Fanatec Podium DD1/DD2
The Podium DD series brought direct-drive force feedback to mainstream sim racing in 2018: up to 25 Nm of servo-motor fidelity that made Fanatec the reference brand of serious home rigs and esports-professional setups alike.
History
Before the Podium series, direct drive — a wheel bolted straight to an industrial servo motor, no gears or belts — was the preserve of boutique builders. Fanatec's DD1 (20 Nm) and DD2 (25 Nm) industrialized it in 2018: mass production, console compatibility (a first for DD), the QR ecosystem connecting the company's dozens of steering wheels, and pricing that undercut the boutiques by half while embarrassing belt-driven incumbents entirely.
The timing met sim racing's explosion: lockdown-era growth, real-world professionals training at home, and manufacturer-backed esports (Fanatec sponsored GT World Challenge's real and virtual series) turned high-torque direct drive from luxury to expectation. The Podium platform sat at the top of Fanatec's range as the CSL DD and GT DD Pro (2021–22) democratized lower torque tiers, and the ClubSport DD generation continued the line.
On the used market the DD1/DD2 remain the reference high-torque buy: over-engineered motors that outlast trends, a wheel ecosystem still current, and prices that step down predictably as each new generation lands — the sim world's equivalent of a proven race engine with a healthy parts shelf.
Palmarès
The Podium era's honours are ecosystem-wide: official hardware partnerships with GT World Challenge and its esports mirror, podium presence in top-tier sim competitions (iRacing world championship-level rigs, manufacturer esports programmes), and adoption by professional drivers' training setups from F1 to GT — the de facto standard where sim racing is a job.
What to check before you buy
Verify torque-generation health: motors are robust, but ask for firmware history and any wireless-QR fault records (early QR1 wear is the known consumable — budget the QR2 upgrade on older units).
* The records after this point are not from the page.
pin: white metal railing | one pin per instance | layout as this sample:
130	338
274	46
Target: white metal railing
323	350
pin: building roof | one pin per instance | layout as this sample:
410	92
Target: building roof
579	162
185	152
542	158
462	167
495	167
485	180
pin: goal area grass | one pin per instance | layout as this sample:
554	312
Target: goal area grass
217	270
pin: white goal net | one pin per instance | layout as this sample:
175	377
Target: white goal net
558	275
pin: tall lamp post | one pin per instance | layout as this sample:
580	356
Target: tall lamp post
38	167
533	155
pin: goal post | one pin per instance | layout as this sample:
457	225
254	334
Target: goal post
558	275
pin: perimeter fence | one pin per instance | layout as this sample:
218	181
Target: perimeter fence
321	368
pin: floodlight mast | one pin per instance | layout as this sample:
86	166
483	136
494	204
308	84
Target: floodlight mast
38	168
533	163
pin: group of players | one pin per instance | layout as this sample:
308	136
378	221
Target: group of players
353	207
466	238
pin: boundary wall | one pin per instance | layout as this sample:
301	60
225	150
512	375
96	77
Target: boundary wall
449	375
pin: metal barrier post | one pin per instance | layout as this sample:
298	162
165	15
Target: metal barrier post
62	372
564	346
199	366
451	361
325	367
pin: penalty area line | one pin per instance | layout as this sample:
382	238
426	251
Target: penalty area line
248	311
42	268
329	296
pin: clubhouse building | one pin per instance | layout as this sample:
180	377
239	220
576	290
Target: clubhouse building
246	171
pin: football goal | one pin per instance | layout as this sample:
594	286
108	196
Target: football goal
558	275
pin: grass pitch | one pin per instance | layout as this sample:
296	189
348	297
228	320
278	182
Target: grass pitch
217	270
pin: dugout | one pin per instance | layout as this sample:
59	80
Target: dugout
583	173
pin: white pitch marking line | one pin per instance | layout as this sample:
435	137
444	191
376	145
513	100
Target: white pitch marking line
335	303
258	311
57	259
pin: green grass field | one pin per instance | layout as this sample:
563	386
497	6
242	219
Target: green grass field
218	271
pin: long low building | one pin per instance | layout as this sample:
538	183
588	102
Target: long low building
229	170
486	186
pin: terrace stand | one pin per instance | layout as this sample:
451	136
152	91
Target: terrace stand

Confirm exactly which wheel rims, QR type and pedal set are included, because Fanatec ecosystem value lives in the bundle; a bare base competes with newer mid-torque products. Console compatibility (PlayStation/Xbox licensing differs by variant) matters for resale. Buy from sim-racing communities with reputation systems — the market is honest but unregulated.
Did you know
- The DD1's servo motor is derated industrial hardware — the same class of motor that positions factory robots, detuned to protect wrists.
- Fanatec's console-licensed DD was a genuine first: before the Podium series, PlayStation and Xbox players simply could not use direct drive at any price.
- Several real-world GT champions have stated their home Podium rigs log more annual 'seat time' than their race cars — training economics inverted.